Rather, she merely claims damages for emotional distress which she says that she suffered as a result of the defendants’ actions alleged in her complaint. This Court is unwilling to set a precedent requiring a party to undergo an independent psychiatric examination merely because the party claims damages for emotional distress in her complaint.

Turner  at 98.

Footnote 4 in the opinion speaks volumes to the Defendant’s attempt here to wrongfully delve into the Plaintiff’s mental health records and reads: “ ‘ …Sweeping examinations of a party who has not affirmatively put into issue [her] own mental …condition are not to be automatically ordered merely because the person’ has made a claim of emotional distress…‘ To hold otherwise would mean that such examinations could be ordered routinely in cases where there is claim of damages for emotional distress.’” Turner at 97.

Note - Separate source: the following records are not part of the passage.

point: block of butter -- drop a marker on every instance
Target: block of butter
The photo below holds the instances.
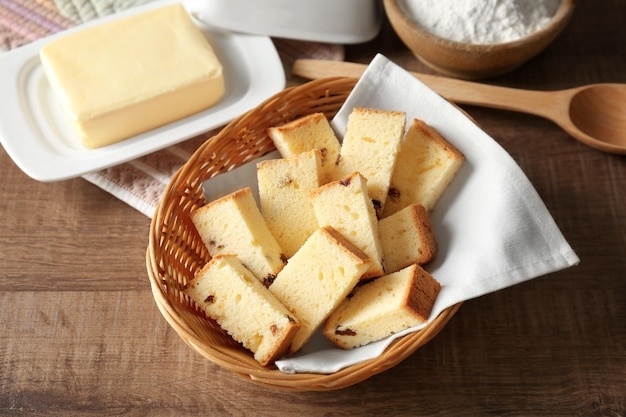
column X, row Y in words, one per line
column 128, row 76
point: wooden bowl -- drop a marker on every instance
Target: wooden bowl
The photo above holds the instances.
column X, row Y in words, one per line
column 175, row 250
column 473, row 61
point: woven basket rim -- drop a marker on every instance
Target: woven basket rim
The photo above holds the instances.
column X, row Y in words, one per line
column 184, row 186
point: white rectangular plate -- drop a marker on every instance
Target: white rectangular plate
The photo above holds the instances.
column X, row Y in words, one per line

Judge Gawthrop in the case of Smith v. J. I. Case Corporation, 163 F.R.D. 229 (D.E.D.Pa.1995) perhaps captured best the trial tactics attempted by defendants who try to wrongfully access a plaintiff’s mental health records in a personal injury claim. The Plaintiff in Smith was injured by a backhoe and filed a products liability action against the manufacturer. Judge Gawthrop’s stern holding follows:

For the reasons discussed above, the court also determines that the defendant is not entitled to the plaintiff’s psychological records, with the exception of the records kept by the behavioral psychologists whose bills the plaintiff claims are compensable damages in this case. Any psychiatric disorders from which the plaintiff has suffered are not relevant to this case. Further, so long as the plaintiff does not claim that the psychological treatment for the ‘embarrassment’ which he suffers as a result of this injury is compensable, I shall not require him to provide defendant with records of therapy sessions in which he discussed this issue. Even if certain of these records are not privileged, which the defendant argues, they concern very private matters which I shall not order the plaintiff to divulge in the absence of evidence that they will lead to discovery of admissible evidence. The practice seems to be more and more in vogue of late for defendants to seek to partake of the in terrorem tactic of visiting upon a plaintiff a particularly intrusive incursion: examination by a psychiatrist, and other psychological delvings. Discovery has its virtues; trial by ambush has gone the way of copies by carbon paper. Procedural foreplay has become a cottage industry. Litigants now largely spend their time not in the courtroom battles, but in pretrial skirmishes – which is probably a good thing, as we hardly have enough courtrooms to contain today’s barristerial throngs. But is has been observed in some quarters that discovery has on occasion even been used as a delaying tactic, a procedural roadblock to trial. So also, some have suggested that it has been used in a way to harass and intimidate plaintiffs into dropping their lawsuits, rather that subjecting themselves to the gauntlet of pretrial probings. This squarely falls within that category and is not to be countenanced…. In cases such as this one  – your garden variety tort quest
for damages, to include pain and suffering – psychiatric examination should be the exception, not the rule.